Enterprise LLM Grounding Solutions for Software Systems
There are multiple ways to ground the data in enterprise systems, and a combination of these techniques could be used for effective data grounding and prompt generation specific to the use case. The two primary contenders as potential solutions for implementing retrieval augmented generation(grounding) are
- Application Data|Knowledge graphs
- Vector embeddings and semantic search
Usage of these solutions would depend on the use case and the grounding you want to apply. For example, vector stores provided responses can be inaccurate and vague, whereas knowledge graphs would return precise, accurate, and stored in a human-readable format.

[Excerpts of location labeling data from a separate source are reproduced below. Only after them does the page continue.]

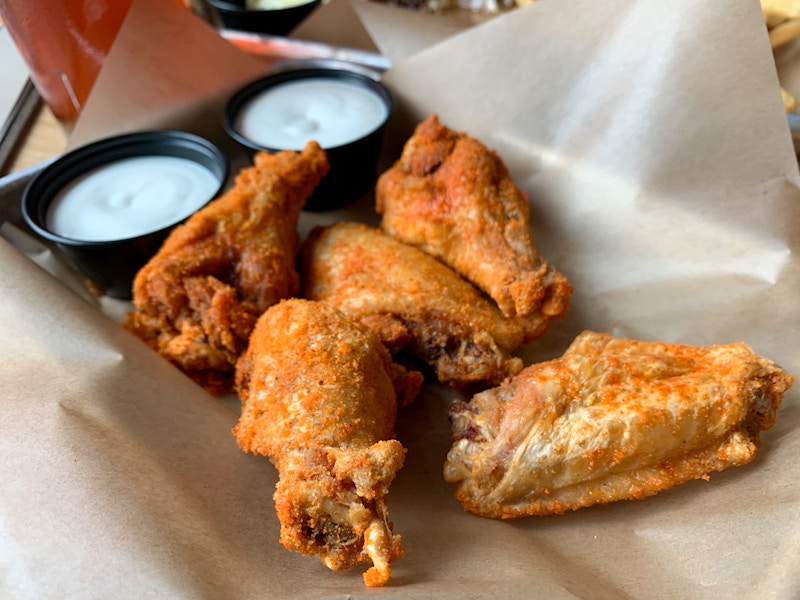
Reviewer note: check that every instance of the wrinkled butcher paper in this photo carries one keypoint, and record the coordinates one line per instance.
(652, 142)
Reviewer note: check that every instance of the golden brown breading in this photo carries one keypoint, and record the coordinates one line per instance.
(320, 398)
(199, 297)
(452, 197)
(612, 419)
(418, 306)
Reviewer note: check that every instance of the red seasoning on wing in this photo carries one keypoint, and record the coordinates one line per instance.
(452, 197)
(612, 419)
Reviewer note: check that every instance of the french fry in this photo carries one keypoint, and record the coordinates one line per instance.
(784, 33)
(790, 103)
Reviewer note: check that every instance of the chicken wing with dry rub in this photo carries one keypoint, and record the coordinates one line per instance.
(197, 300)
(611, 419)
(319, 398)
(451, 196)
(420, 308)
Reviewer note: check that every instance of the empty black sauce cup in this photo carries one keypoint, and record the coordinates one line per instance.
(280, 20)
(353, 164)
(112, 264)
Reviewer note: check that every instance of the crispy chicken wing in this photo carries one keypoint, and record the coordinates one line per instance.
(419, 307)
(197, 300)
(611, 419)
(319, 397)
(454, 198)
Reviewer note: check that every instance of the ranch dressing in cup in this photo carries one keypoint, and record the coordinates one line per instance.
(329, 111)
(130, 197)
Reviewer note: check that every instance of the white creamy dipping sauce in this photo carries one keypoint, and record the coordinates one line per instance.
(331, 112)
(130, 197)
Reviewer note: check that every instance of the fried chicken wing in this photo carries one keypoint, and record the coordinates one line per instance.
(451, 196)
(319, 398)
(611, 419)
(197, 300)
(419, 307)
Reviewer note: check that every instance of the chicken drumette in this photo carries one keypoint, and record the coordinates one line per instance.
(197, 300)
(319, 396)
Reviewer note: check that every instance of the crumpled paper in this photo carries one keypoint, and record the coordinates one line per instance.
(663, 183)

A few other strategies that could be blended on top of the above could be
- Linking to External APIs, Search engines
- Data Masking and compliance adherence systems
- Integrating with internal data stores, systems
- Realtime Unifying data from multiple sources
In this blog, let’s look at a sample software design on how you can achieve with enterprise application data graphs.
Enterprise Knowledge Graphs
A knowledge graph can represent semantic information of various entities and relationships among them. In the Enterprise world, they store knowledge about customers, products, and beyond. Enterprise customer graphs would be a powerful tool to ground data effectively and generate enriched prompts. Knowledge graphs enable graph-based search, allowing users to explore information through linked concepts and entities, which can lead to more precise and diverse search results.

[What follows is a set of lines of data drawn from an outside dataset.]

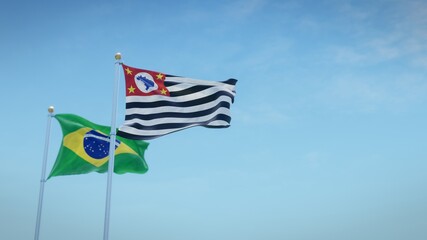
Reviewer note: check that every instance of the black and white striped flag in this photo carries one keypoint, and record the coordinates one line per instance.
(158, 104)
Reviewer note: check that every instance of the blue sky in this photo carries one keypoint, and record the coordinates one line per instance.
(328, 137)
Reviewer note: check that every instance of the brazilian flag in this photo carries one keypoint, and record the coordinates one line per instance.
(85, 148)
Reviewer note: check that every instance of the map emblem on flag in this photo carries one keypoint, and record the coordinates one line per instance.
(145, 82)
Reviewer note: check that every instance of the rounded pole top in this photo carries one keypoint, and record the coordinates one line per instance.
(118, 56)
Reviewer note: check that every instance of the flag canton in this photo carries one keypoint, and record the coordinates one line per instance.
(140, 82)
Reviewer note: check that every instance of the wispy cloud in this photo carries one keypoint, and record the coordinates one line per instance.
(245, 8)
(400, 31)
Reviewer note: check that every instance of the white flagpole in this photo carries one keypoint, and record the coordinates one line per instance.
(112, 147)
(43, 176)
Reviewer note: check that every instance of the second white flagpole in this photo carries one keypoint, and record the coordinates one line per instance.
(112, 147)
(43, 175)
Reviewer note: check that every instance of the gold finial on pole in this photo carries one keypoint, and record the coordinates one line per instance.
(118, 56)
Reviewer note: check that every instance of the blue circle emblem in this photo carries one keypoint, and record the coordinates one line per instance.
(97, 145)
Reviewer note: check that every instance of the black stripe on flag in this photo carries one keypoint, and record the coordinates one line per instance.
(163, 103)
(178, 114)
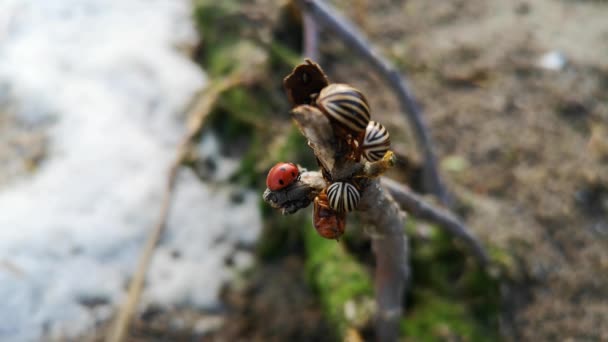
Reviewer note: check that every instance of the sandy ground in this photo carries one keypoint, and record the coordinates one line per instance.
(531, 143)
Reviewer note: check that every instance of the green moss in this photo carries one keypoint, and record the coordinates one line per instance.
(439, 318)
(339, 279)
(451, 295)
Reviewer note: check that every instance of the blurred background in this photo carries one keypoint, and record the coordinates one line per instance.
(96, 96)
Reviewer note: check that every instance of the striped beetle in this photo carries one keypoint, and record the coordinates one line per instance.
(376, 141)
(343, 196)
(329, 223)
(345, 105)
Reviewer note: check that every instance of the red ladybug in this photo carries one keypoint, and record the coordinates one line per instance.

Comparison with Vector Databases
Choosing the grounding solution would be use-case-specific. However, there are multiple advantages with graphs over vectors like
Criteria | Graph grounding | Vector grounding |
Analytical Queries | Data graphs are suitable for structured data and analytical queries, providing accurate results due to their abstract graph layout. | Vector data stores may not perform as well with analytical queries as they mostly operate on unstructured data, semantic search with vector embeddings, and rely on similarity scoring. |
Accuracy and Credibility | knowledge graphs use nodes and relationships to store data, returning only the information present. They avoid incomplete or irrelevant results. | Vector databases may provide incomplete or irrelevant results, mainly due to their reliance on similarity scoring and predefined result limits. |
Correcting Hallucinations | Knowledge graphs are transparent with a human-readable representation of data. They help identify and correct misinformation, trace back the pathway of the query, and make corrections to it, improving LLM (Large Language Model) accuracy. | Vector databases are often seen as black boxes not stored in readable format and may not facilitate easy identification and correction of misinformation. |
Security and Governance | Knowledge graphs offer better control over data generation, governance, and compliance adherence, including regulations like GDPR. | Vector databases may face challenges in imposing restrictions and governance due to their nontransparent nature. |
High-Level Design
Let us see on a very high level how the system can look for an enterprise that uses knowledge graphs and open LLMs for grounding.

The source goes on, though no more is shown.